Estas últimas palabras fueron recibidas con signos de desaprobación semejantes a las de un teatro. Todos los padres se levantaron y muchos se fueron a la sala. Bastantes italianos, americanos y alemanes y algunos cuantos franceses e ingleses rodearon al valiente orador y, con un apretón fraternal de manos, demostraron que estaban conformes con su modo de pensar. Este discurso que en el siglo decimosexto hubiera conseguido para el valiente obispo la gloria de morir en la hoguera, en este siglo presente solamente, provocó el desdén de Pío IX y de todos los que desean abusar de la

ignorancia de las gentes.

¡Pobres ciegos!, ellos caerán en el hoyo que han cavado para otros.

 

(1) ULTRAMONTANISMO (Siglo XVII). Los católicos ultramontanos permanecieron fielmente adheridos a la idea de que el papa tenía una autoridad eclesiástica superior a todos los reyes, y que sus enseñanzas eran infalibles; lo que preparó el terreno para el Syllabus de Pío IX, la proclamación de la infalibilidad papal.
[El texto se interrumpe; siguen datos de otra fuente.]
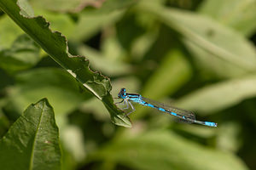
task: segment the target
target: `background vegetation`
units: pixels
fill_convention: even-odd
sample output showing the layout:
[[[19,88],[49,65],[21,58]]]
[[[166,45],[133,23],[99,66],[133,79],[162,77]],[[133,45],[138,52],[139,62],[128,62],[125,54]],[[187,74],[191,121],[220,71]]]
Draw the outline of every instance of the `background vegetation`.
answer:
[[[18,4],[0,0],[1,169],[256,169],[255,0]],[[127,128],[121,88],[218,126],[137,105]]]

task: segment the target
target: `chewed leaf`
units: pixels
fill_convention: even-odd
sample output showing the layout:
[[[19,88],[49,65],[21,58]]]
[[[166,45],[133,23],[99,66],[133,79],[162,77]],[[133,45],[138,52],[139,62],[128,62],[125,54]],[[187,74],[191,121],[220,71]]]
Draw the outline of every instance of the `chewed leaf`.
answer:
[[[111,84],[108,77],[90,71],[88,67],[89,61],[84,57],[69,54],[66,37],[61,32],[52,31],[49,27],[49,23],[44,17],[33,17],[32,12],[26,12],[26,9],[30,8],[26,5],[27,4],[23,3],[23,1],[3,0],[0,2],[0,8],[3,12],[9,15],[62,68],[103,102],[114,123],[131,127],[129,119],[122,116],[124,113],[113,102],[109,94]]]

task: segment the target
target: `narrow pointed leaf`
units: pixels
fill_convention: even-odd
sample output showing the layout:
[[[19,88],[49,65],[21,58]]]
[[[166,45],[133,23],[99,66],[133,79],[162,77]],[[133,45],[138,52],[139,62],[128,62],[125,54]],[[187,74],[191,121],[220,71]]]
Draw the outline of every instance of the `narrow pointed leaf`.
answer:
[[[52,31],[49,27],[49,23],[44,17],[34,17],[30,10],[31,8],[24,3],[24,1],[1,0],[0,8],[61,67],[103,102],[115,124],[131,126],[129,118],[125,116],[125,113],[113,104],[110,94],[112,87],[109,78],[90,70],[89,61],[84,57],[69,54],[66,37],[61,32]]]

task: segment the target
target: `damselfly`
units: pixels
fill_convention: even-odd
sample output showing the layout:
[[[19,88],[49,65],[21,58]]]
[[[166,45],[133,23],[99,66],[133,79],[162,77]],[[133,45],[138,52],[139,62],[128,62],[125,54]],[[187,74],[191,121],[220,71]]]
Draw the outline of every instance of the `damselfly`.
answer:
[[[192,111],[179,109],[177,107],[168,106],[164,104],[144,98],[140,94],[128,94],[128,93],[126,93],[125,88],[122,88],[120,90],[120,92],[118,94],[118,97],[119,99],[122,99],[122,101],[120,101],[117,104],[126,105],[126,107],[124,109],[129,109],[129,107],[131,107],[131,111],[130,111],[126,115],[129,115],[130,113],[131,113],[132,111],[135,110],[133,105],[131,103],[131,102],[134,102],[134,103],[140,104],[142,105],[152,107],[160,111],[168,113],[169,115],[177,116],[177,118],[183,120],[185,122],[198,123],[198,124],[206,125],[206,126],[209,126],[209,127],[217,127],[217,123],[215,123],[215,122],[201,122],[201,121],[195,120],[195,116]]]

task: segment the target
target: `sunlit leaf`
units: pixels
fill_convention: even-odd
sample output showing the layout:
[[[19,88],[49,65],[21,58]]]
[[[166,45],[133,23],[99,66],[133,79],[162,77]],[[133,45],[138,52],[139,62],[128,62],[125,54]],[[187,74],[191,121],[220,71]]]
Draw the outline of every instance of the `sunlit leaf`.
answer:
[[[0,140],[2,169],[61,169],[61,159],[59,130],[46,99],[31,105]]]
[[[22,3],[22,2],[18,2]],[[93,95],[102,100],[108,110],[112,121],[120,126],[131,127],[128,117],[113,104],[110,81],[99,72],[91,71],[89,61],[84,57],[73,56],[68,53],[66,37],[60,32],[53,32],[49,23],[42,16],[33,17],[26,13],[25,4],[21,10],[16,0],[0,1],[0,8],[23,29],[41,48],[49,54],[60,65],[79,80]]]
(2) GALICANISMO (Siglo XVII). Movimiento que trataba de definir las autoridades civil y eclesiástica y su relación mutua. Los obispos franceses redactaron los cuatro artículos galicanos a requerimiento de Luis XIV. La revolución francesa y la constitución civil del clero efectuó un secularismo galicano mucho peor que la tendencia antigua, que era simplemente prescindir de la autoridad papal. A esta lucha (entre el católico Luis XIV perseguidor de los hugonotes protestantes y el papa Inocencio XI) se le llama el conflicto de las regalías, y surgió cuando Luis XIV quiso llenar las vacantes de cuatro obispados y controlar sus entradas financieras.
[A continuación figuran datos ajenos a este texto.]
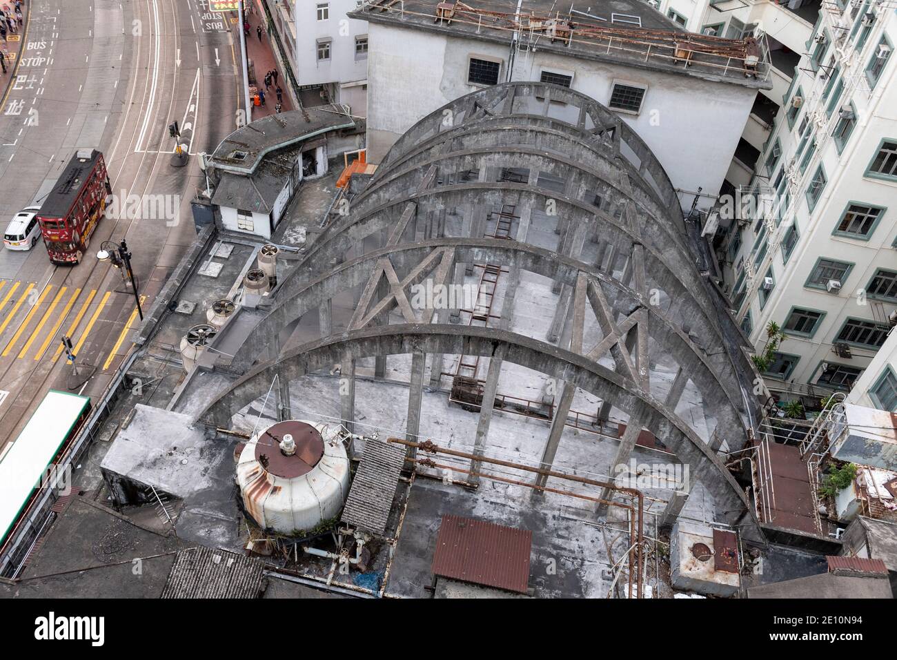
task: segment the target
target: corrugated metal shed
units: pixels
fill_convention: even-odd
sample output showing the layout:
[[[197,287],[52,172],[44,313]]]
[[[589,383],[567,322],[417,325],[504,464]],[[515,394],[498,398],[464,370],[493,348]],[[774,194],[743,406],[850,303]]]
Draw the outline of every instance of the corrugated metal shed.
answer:
[[[374,536],[386,533],[405,448],[382,440],[364,441],[364,453],[352,480],[343,522]]]
[[[836,570],[850,570],[858,573],[884,573],[888,569],[881,559],[867,559],[863,557],[826,557],[829,573]]]
[[[259,598],[258,559],[204,546],[179,550],[162,598]]]
[[[443,515],[433,575],[527,592],[533,532],[460,515]]]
La declaración redactada por el obispo Basuel trataba de evitar el rompimiento con Roma a la vez que trataba de reconocer la supremacía que Luis XIV pretendía. El primer artículo afirmaba que el rey no estaba sujeto al papa en las cosas temporales, y no podía ser depuesto ni sus súbditos relevados de obediencia al rey por la autoridad papal. El segundo decía que el papa gozaba de plena autoridad en todos los asuntos espirituales, y que esta autoridad estaba sujeta a los concilios generales, como lo había decretado ya el Concilio de Constanza (1414-1418). El tercero decía que el ejercicio de la autoridad papal estaba sujeto, sin embargo, a los cánones y constituciones del reinado francés. El cuarto concedía que el papa tenía la parte principal en cuestiones de fe, pero no estaba exento de corrección (es decir, negaba la infalibilidad papal).


(3) Montanismo. Poco después de la mitad del segundo siglo (156-160 d.C.) tuvo lugar en Frigia un despertamiento espiritual. Montano proclamó la venida inminente de Jesucristo, diciendo que era señal de ello el derramamiento del Espíritu Santo que se originó en las iglesias que aceptaron su predicación. Montano creía que Dios lo había escogido para ser el profeta y preparar el advenimiento de Cristo, que según la profecía de Joel, citada por Pedro, precedería a la segunda venida del Señor. Profesaba estar en ciertas ocasiones bajo la absoluta influencia del Espíritu, de modo que podía en esas condiciones ser el instrumento para nuevas revelaciones a la iglesia. El Montanismo reafirmaba tres verdades que la iglesia, general, iba abandonando.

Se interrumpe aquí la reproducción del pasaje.